Смуров обнял Надежду за плечи.
— Тебе понравился наш секс? — сам не зная для чего, спросил он. То, что понравился, более чем наглядно свидетельствовала ее реакция.
— Не люблю слово «секс», — ответила она.
— А какое любишь?
— Нежность. Человек не может раствориться в сексе, а вот в нежности — может без остатка.
— Ты права, хотя всю жизнь использовал слово «секс». И казалось это нормальным.
— Мало ли что нам кажется нормальным. Многие вещи мы считаем нормальными, а они просто ужасны. Не стоит привыкать к таким нормам.
— К сожалению, давно привыкли.
— Значит, надо отвыкать, — решительно заявила она.

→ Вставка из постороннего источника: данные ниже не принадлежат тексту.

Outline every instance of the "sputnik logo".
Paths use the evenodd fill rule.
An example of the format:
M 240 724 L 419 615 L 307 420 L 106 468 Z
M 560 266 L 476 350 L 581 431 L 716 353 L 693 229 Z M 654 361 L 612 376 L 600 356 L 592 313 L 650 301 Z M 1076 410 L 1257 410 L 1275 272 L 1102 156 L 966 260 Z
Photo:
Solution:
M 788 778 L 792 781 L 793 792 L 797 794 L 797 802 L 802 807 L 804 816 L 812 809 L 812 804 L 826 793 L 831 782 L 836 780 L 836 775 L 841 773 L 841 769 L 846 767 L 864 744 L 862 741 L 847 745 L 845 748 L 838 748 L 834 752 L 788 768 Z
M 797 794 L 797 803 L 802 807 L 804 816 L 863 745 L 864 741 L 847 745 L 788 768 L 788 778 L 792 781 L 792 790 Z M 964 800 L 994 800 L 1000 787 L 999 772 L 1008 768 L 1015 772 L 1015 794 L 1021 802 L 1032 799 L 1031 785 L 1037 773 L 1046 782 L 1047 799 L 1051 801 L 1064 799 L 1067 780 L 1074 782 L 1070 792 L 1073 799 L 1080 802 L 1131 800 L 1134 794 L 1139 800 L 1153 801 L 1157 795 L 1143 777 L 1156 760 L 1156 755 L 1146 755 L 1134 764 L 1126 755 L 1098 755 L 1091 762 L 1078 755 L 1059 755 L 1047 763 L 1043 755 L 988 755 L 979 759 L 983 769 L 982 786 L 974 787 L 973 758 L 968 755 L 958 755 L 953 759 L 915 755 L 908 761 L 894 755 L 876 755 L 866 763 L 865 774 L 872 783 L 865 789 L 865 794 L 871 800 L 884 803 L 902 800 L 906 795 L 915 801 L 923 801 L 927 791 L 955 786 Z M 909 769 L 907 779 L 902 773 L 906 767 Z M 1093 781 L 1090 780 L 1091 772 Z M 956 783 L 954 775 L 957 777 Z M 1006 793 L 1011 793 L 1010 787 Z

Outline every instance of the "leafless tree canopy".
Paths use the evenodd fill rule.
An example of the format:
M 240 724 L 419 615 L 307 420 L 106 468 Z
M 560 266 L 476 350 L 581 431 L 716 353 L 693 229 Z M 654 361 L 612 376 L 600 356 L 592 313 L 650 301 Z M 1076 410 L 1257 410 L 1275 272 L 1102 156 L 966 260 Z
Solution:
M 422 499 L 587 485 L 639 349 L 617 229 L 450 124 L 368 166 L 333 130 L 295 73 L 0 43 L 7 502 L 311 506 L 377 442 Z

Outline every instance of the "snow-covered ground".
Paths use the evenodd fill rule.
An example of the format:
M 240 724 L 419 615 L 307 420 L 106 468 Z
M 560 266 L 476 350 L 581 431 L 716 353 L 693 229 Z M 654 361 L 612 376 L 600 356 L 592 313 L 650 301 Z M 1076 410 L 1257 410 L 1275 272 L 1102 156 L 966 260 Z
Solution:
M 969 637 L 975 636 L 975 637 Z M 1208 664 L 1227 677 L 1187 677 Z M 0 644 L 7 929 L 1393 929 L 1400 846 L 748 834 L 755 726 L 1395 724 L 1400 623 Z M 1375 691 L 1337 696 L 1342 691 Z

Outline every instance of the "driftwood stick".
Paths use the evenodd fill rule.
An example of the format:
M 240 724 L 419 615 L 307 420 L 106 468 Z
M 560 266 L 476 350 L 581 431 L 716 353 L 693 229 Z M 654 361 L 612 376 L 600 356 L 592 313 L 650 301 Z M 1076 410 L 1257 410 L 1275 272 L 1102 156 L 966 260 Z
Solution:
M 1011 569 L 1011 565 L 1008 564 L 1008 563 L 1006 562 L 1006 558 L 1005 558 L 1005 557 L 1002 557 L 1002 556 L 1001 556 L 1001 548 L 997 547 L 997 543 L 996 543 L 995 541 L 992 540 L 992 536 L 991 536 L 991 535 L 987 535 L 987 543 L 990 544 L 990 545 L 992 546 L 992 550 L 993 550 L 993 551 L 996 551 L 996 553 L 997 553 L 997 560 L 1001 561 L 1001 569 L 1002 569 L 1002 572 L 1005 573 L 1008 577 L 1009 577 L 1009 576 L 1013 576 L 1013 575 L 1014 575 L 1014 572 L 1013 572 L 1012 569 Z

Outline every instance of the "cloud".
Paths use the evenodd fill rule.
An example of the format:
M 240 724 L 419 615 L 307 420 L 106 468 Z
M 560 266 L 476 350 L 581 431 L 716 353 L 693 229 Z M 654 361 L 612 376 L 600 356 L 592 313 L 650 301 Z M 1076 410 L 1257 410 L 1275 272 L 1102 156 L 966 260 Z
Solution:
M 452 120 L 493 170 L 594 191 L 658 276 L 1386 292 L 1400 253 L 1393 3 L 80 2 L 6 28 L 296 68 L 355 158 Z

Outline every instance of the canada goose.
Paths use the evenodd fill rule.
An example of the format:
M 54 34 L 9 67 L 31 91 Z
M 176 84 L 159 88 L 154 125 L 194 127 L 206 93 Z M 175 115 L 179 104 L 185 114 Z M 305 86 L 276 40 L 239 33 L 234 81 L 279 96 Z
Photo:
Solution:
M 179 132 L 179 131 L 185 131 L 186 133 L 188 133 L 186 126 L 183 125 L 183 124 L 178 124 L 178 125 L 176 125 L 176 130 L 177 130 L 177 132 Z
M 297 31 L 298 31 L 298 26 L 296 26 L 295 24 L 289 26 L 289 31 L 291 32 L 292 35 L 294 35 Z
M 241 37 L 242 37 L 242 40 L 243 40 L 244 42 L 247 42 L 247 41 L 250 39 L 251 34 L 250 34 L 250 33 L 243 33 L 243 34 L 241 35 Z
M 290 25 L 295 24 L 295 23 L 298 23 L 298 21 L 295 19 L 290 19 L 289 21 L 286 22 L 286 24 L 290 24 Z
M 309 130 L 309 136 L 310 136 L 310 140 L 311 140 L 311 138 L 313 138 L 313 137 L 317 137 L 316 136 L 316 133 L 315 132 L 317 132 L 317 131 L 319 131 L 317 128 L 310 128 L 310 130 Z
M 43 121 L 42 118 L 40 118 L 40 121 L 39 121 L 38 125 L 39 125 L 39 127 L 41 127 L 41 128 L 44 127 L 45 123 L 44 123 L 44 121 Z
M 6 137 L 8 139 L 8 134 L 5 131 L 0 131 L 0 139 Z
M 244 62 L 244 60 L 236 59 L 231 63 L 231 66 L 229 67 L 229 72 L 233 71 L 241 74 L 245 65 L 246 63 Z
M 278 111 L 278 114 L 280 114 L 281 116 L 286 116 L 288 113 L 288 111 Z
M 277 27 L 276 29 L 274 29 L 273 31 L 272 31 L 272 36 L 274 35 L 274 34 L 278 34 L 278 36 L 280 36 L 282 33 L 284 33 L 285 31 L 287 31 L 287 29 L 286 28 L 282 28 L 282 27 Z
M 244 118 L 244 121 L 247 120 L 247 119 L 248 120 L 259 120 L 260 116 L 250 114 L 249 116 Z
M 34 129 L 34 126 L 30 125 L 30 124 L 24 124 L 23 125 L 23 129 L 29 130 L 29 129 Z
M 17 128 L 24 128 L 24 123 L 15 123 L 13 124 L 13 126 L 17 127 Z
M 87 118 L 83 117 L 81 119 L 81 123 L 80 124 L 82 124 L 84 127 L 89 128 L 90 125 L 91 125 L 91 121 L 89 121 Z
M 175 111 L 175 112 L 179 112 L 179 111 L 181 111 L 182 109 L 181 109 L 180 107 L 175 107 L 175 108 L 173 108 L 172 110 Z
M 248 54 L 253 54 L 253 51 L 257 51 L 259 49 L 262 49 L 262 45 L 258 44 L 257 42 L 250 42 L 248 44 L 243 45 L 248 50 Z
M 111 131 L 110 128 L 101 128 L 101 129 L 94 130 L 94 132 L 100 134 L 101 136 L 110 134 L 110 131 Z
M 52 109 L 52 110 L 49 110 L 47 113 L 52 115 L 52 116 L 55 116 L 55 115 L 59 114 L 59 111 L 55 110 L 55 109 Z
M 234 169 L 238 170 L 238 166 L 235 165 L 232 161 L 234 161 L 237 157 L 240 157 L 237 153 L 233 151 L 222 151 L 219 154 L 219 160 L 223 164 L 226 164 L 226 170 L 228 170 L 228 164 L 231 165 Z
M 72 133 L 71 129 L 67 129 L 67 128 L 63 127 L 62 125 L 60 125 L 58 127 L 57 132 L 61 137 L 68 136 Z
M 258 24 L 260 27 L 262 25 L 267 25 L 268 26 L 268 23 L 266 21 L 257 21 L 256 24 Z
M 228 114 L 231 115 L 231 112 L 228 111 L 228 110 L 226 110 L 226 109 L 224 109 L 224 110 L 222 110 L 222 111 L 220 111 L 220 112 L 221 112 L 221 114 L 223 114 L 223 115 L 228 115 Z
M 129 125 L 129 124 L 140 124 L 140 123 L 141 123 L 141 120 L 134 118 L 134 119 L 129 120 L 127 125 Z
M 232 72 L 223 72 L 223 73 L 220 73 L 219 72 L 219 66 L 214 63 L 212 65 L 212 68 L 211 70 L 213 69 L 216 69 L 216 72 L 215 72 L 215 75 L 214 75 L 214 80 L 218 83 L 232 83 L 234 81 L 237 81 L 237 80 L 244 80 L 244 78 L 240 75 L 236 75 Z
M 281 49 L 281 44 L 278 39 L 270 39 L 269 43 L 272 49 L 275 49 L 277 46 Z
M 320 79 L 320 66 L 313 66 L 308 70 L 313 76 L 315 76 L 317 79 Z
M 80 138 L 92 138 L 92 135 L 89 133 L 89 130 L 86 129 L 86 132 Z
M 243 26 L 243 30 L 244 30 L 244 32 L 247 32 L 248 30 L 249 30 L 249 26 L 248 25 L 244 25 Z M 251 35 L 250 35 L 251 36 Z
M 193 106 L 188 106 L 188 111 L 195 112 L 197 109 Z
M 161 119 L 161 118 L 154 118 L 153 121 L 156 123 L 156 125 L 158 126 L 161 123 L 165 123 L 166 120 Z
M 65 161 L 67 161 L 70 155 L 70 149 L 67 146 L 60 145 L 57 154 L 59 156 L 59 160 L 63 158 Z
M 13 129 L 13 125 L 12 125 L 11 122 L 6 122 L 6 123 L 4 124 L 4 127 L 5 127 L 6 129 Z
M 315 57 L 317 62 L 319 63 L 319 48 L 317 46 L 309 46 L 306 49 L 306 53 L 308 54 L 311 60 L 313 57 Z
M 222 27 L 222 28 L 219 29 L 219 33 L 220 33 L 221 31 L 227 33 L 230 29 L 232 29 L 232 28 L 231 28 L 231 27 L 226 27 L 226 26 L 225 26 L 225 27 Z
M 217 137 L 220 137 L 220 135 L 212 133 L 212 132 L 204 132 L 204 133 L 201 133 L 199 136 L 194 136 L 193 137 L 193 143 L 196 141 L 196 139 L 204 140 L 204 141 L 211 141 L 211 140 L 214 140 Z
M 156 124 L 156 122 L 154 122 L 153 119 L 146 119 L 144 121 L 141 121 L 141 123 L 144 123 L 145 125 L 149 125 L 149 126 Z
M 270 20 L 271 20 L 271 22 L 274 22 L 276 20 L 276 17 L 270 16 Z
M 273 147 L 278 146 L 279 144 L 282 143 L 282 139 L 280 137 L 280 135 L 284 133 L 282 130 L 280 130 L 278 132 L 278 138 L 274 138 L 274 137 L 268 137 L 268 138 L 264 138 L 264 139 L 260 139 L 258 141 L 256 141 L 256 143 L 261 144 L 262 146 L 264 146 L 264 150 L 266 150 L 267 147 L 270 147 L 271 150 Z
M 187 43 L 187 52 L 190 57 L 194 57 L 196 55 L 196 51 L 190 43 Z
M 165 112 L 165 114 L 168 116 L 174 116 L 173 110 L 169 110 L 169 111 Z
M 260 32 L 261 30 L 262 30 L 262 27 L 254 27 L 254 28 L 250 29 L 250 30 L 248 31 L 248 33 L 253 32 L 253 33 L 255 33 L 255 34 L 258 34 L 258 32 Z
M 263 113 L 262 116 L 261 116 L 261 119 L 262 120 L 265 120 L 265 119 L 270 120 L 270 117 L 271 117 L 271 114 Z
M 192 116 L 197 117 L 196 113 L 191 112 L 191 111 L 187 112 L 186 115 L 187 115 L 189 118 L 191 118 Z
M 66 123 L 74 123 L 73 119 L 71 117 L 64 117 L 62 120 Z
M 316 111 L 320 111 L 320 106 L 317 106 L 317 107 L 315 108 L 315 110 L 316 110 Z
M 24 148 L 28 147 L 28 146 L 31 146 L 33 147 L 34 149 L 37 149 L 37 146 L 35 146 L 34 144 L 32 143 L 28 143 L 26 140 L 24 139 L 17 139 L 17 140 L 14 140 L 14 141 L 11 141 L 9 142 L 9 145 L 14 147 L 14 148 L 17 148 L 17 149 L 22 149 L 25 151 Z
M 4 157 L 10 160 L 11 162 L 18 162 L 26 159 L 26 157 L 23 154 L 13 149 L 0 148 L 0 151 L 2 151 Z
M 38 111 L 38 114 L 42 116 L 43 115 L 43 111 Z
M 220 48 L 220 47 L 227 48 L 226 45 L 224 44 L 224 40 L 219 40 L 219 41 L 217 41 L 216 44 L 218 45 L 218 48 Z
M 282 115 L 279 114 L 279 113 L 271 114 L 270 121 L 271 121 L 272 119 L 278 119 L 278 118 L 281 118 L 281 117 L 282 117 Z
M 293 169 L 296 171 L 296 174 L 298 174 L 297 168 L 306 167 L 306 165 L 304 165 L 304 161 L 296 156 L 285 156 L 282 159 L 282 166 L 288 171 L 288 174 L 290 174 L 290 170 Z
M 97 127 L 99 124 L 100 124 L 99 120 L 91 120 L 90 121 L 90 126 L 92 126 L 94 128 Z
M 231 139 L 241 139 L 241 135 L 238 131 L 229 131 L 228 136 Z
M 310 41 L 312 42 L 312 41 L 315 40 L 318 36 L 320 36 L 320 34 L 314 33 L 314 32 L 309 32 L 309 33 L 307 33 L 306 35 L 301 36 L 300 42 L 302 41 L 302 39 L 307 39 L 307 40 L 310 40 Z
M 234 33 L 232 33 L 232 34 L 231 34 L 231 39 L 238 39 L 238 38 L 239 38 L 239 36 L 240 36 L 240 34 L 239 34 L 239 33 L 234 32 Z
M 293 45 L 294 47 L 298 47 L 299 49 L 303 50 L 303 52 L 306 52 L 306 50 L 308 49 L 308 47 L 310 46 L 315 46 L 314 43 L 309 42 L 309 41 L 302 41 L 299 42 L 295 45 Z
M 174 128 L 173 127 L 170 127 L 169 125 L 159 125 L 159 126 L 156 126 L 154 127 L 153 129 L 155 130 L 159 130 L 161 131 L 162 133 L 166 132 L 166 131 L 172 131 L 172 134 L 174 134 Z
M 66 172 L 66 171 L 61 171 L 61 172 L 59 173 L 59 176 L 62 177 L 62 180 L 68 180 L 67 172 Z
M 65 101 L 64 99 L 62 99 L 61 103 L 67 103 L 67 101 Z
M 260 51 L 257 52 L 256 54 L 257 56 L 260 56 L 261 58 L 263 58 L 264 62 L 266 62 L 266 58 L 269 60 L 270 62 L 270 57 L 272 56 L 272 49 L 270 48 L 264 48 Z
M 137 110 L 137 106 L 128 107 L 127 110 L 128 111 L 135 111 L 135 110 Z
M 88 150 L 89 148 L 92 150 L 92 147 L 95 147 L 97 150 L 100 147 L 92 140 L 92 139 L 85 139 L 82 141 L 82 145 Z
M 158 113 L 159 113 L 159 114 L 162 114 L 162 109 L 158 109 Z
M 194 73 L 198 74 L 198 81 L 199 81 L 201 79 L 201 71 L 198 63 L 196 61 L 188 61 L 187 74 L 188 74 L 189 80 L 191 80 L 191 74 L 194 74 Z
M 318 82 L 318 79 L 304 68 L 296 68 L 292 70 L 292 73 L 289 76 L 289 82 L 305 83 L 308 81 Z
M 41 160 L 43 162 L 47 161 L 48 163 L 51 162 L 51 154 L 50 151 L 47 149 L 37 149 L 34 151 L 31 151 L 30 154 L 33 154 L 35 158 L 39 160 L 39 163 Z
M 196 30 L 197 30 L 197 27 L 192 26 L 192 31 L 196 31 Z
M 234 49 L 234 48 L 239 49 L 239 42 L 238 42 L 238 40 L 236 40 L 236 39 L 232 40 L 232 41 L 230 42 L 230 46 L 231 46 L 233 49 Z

Смуров не смог сдержать смешок.
— Легко сказать, трудно сделать.
— А мы не должны бояться трудностей.
— Какая ты смелая и решительная.
Теперь засмеялась Надежда.
— Это что, теперь я, можно сказать, смирная. Вот в молодости был совсем другая, Никому спуску не давала. Но теперь я сильно поумнела, стала гораздо терпимей. А может, это просто старость.
Смуров громко рассмеялся.
— Не представляю, чтобы люди в старости с таким неистовством занимались сексом. То есть, нежностью.
— Терпеть не могу два слова: «секс» и «любовник».
— С сексом мы разобрались, а почему «любовник»?
— Казенное слово, функциональное, совершенно бездушное. Словно название профессии или должности.
— Как же тогда нам друг друга называть?
Надежда ненадолго задумалась.
— Не знаю, только не любовниками.
— Тогда соратники, — пошутил Смуров.
— Все лучше.
— Договорились, будем соратниками. Знаешь, я все удивляюсь, как у нас так все быстро и все спонтанно получилось?